Since stopping Melisande’s plot to overthrow Queen Ysandre, Phèdre has had ten years of peace together with Joscelin. However, all that time the shadow of Hyacinthe has still hung above her, and she has never stopped trying to find a way to release him from the task he took upon himself. Other concerns have nagged at her mind too, such as the whereabouts of Melisande’s hidden son, third in line for the throne of Terre d’Ange. These two matters then become inseparably linked as Melisande sends for Phèdre, and reveals to her that Imriel, her son, has gone truly missing. Now she wants Phèdre to try to find him, and as payment for this service she is offering something that may be the only thing that can help find a way to free Hyacinthe.

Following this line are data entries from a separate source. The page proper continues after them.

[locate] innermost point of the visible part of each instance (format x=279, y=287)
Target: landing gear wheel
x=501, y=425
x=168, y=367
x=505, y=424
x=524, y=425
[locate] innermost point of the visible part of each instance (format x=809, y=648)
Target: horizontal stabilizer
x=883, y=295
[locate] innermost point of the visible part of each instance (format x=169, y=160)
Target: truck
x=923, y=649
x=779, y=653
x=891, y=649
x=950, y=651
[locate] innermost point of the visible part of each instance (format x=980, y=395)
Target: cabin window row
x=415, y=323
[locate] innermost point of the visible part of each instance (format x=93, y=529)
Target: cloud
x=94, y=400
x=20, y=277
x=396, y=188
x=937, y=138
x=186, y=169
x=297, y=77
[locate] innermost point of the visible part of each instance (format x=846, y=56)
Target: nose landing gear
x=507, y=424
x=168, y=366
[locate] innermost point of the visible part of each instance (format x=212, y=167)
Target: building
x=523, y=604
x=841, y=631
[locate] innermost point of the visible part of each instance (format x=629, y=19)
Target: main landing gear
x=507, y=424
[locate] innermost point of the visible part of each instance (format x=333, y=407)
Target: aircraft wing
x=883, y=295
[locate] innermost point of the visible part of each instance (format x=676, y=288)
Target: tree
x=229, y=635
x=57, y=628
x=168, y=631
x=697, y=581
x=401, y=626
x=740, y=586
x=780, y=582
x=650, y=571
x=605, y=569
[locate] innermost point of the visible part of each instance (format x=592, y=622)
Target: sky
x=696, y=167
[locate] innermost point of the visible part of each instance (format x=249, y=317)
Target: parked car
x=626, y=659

Even though Phèdre has strong misgivings about where this choice might lead her, and even though Joscelin is strongly against the idea, she cannot refuse to do what Melisande asks of her. Thus she finds herself set on a path that will take her places darker and more terrifying than anything she has previously faced, and almost at once she feels that this time too much may be asked of her. For the first time in her life, she truly questions her role as Kushiel’s Chosen, and she begins to wish that she no longer had to carry the burden of being an anguisette.
The misgivings and fears that Phèdre feels result in an uncomfortable, almost claustrophobic mood in the book, as the sense of dread and despair builds stronger and stronger the closer Phèdre comes to learning what has become of Imriel. Throughout the first half, the book gets darker and darker, but at the same time it is almost impossible to put it down. It is almost like walking into a house where you know you will find something terrifying, but even so you cannot stop yourself from going further and further in, no matter how sick to the stomach you are feeling. In this case, the end of this particular journey more than lives up to the foreboding feelings stirred up along the way, and many readers will no doubt find some of the crucial sections of this book very difficult to read.
The conclusion to the Kushiel’s Legacy trilogy is stronger than the middle book, but perhaps not quite as strong as the first one. The first half of the book is excellent, but the second half is a little weaker, though this may have a lot to do with the fact that you are likely to come out of the first half quite emotionally drained. Among the strongest points of the book, apart from the relationship between Phèdre and Joscelin which I find to be very realistically drawn with much consideration given to the problems such a couple would face, is how Carey handles Phèdre’s reactions to the things that befall her at the hands of the Mahrkagir.